By increasing both the tax and the recycled content threshold, government could ensure that the less sustainable choice was made more expensive, said the environmental services company in a recent position paper, "Resource the Future; Plastic Packaging Tax". In the paper, the company describes the tax as "a critical lever to incentivise recycled content and address the uncertainty that is the boom and bust periods the industry is currently facing". But at the current level, the tax is not achieving its aims, in Veolia's view. The average recycled content of plastic packaging entering the market was only 22 per cent, according to data collected for the project by the environmental NGO Wrap (Waste Action and Resources Programme).

Veolia recommends a phased increase in the tax rate and recycled content thresholds over the coming years. In the short term – before the end of 2024 – the recycled content required for exemption from the tax should be raised to 35 per cent and the tax itself be hiked to £275 per tonne. Over the next five years, the rates should undergo a further escalation to 50 per cent recycled content and £500 per tonne. Tax revenues could be reinvested into recycling innovation and infrastructure development, the company wrote. They estimate that the changes would result in carbon dioxide emission savings of 1.8 million tonnes per year.

To produce the needed recycled content for British packaging domestically, a total investment of around £1.1bn would be required. Estimated at around £900m, the largest cost item would be the 30 new facilities needed to reprocess an additional 621,000 tonnes of plastic waste per year. The number of specialised plastic waste sorting plants would also have to be doubled from 10 to 20, incurring investment costs of around £200m.

However, Veolia noted that there were also costs associated with a failure to act.
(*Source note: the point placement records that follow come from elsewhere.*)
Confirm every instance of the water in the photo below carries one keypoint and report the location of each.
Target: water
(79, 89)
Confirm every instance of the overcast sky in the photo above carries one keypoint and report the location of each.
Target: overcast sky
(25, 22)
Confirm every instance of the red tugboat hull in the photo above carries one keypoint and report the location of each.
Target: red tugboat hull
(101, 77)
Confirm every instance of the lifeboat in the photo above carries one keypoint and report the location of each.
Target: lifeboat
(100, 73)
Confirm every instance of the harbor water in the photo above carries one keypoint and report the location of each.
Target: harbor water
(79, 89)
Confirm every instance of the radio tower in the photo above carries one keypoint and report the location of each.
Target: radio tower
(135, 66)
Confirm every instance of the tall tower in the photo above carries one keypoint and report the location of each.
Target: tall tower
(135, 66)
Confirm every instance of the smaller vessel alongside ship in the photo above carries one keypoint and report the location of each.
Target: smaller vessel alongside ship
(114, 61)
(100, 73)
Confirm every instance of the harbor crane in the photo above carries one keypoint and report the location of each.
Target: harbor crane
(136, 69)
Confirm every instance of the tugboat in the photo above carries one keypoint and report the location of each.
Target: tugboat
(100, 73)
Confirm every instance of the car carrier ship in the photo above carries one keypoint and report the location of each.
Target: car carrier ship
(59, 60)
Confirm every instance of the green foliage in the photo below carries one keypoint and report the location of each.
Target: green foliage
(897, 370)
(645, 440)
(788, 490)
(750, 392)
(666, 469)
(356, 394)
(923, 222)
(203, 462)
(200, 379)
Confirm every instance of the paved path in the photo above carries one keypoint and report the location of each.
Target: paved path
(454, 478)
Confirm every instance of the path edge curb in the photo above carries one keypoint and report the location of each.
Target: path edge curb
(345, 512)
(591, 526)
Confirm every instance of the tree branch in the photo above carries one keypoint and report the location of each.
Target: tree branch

The UK had set binding net zero targets for 2050 and commercial players on other markets were moving ahead. Recalling that both the EU Single Use Plastics Directive (SUPD) and the forthcoming Packaging and Packaging Waste Regulation (PPWR) set minimum recycled content requirements for plastic packaging, Veolia said: "Falling behind European targets will disadvantage UK brands, manufacturers and recyclers who trade across both UK and European markets".

Increasing incentives for recyclate use and investment in recycling, on the other hand, would cut CO2 emissions, create around 2,500 "green collar jobs" and ensure a level playing field for UK businesses trading across Europe and around the globe, according to Veolia UK.

A similar call for higher PPT rates was made by the Environment Services Association (ESA) after the release of the government's spring budget report. ESA executive director Jacob Hayler said "escalating the plastic packaging tax, and perhaps a widening of this tax to all forms of packaging, remains a crucial policy instrument". The association, of which Veolia is a member, represents the private sector waste management industry in the UK.